Featured on this episode:

  • Access the full video interview with Elana Steele of Steele Appliance here

What you will learn in this episode:

  • What makes a website go from “pretty” to profitable
  • How SEO actually works — especially for local designers
  • What you can ignore (yes, ignore!) if you’re not ready for the full overhaul
  • Website mistakes even seasoned designers are making
  • Why branding isn’t a logo — and why logos are basically the shoes, not the house

Why This Isn’t Just Another “Make Your Website Pretty” Conversation

If you’re like most designers I know, you’ve put in the hard work (the all-nighters tweaking layouts, the Pinterest boards, the fonts, the portfolio uploads that took two double espressos and a prayer)… but after initial launch?

Crickets 🦗. Maybe a slow trickle of inquiries.
But nothing game-changing.

And it’s frustrating, because you know your work is good. Your clients love you. You get referrals. So why isn’t your site bringing in more leads?

Friend — a beautiful website isn’t the finish line.
It’s the starting point.

And Robyn? She gets this. She’s built (and rebuilt) websites for designers who had all the visuals dialed in — but no strategic path from “curious visitor” to “soulmate client.”

Her take?

“Your site isn’t there to just look beautiful. It’s there to convert.
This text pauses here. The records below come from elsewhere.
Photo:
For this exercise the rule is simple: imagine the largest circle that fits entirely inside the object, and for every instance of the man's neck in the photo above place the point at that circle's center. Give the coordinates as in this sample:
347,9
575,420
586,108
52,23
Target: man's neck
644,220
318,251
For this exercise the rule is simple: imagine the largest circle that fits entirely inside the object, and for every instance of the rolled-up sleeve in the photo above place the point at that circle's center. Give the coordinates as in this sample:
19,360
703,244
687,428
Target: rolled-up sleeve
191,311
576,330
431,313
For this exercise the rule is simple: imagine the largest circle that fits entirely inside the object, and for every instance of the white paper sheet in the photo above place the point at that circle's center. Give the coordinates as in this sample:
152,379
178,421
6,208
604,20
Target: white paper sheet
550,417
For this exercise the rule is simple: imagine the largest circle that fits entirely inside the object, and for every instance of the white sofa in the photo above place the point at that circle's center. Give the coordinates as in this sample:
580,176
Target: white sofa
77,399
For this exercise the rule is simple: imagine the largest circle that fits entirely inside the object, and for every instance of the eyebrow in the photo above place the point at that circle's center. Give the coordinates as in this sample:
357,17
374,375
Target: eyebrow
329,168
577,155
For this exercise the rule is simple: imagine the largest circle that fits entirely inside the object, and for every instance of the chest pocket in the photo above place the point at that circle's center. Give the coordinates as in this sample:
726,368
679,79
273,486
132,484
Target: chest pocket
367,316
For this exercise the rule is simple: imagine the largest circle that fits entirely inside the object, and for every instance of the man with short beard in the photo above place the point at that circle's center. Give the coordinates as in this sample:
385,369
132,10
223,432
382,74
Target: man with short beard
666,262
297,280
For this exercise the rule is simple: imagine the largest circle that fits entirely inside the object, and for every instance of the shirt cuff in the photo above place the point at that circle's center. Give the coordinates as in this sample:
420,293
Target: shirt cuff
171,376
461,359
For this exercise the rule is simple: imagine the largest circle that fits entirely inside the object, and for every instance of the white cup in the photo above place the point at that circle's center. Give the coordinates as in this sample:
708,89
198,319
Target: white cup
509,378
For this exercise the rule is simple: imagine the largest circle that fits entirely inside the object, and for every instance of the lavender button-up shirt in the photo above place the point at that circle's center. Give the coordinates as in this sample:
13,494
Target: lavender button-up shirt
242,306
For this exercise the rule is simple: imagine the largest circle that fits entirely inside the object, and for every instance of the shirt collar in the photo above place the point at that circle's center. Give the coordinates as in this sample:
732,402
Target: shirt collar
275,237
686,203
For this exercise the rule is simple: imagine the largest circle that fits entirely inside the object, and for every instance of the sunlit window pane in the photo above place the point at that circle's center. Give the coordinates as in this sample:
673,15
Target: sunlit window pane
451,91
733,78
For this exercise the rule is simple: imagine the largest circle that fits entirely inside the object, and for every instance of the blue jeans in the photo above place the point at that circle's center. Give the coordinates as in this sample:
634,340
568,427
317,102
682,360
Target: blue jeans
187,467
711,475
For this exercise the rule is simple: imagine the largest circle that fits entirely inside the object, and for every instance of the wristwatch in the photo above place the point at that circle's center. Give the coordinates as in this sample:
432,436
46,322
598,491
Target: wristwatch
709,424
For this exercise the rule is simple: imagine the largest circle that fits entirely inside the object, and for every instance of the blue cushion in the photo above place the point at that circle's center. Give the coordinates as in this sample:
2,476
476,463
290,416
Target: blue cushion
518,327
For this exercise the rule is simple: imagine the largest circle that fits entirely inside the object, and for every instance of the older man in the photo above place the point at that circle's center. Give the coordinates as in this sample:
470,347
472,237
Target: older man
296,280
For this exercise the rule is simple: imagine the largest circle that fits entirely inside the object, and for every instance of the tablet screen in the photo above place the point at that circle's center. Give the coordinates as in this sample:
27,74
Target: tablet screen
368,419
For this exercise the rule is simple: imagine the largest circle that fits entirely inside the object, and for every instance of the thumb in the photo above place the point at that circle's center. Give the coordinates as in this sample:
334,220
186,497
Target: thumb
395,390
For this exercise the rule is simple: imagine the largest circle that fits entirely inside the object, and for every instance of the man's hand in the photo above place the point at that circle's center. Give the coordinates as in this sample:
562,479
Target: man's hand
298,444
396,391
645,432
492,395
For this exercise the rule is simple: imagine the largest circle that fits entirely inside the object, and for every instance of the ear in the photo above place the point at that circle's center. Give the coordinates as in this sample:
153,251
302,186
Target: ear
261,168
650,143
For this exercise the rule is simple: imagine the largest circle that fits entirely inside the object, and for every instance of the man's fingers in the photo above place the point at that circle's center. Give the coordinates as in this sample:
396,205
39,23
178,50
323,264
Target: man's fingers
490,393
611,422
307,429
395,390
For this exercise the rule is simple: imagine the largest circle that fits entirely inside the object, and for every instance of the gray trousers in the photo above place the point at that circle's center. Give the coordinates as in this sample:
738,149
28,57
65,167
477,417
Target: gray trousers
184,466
The photos matter, but so does the messaging, the journey, the tiny copy that makes someone go ‘ooh wait — she actually gets me.’ That’s what sets apart the designers who just exist online from the ones who are building a real pipeline.” -Robyn White

Robyn White brings a rare fusion of strategy and aesthetics to interior design websites. A website designer who didn’t follow the traditional path, she began her career working at one of the most prestigious art galleries in the world. She learned how the affluent think, what they value, and how they choose who to work with. In 2019 she founded RDW Design Studio where she combines that luxury market expertise with digital strategy to help elevate interior designers into the high-end market via an online presence that aligns with the clients, projects and opportunities they deserve so they can step into their next level of success. Robyn has been featured by a range of design industry resources from Business of Home to High Point Market.


The Real Journey: From Portfolio Browsing to “Let’s Book a Discovery Call”

Here’s a spicy truth most designers don’t want to admit:
People aren’t just hiring your taste. They’re hiring your process. Your clarity. Your energy. The way you make their chaos feel calm.

But your website? That’s the audition.
And if all it does is show rooms… without showing how you work, who you are, or what kind of experience they’ll get from working with you? It’s not doing the job.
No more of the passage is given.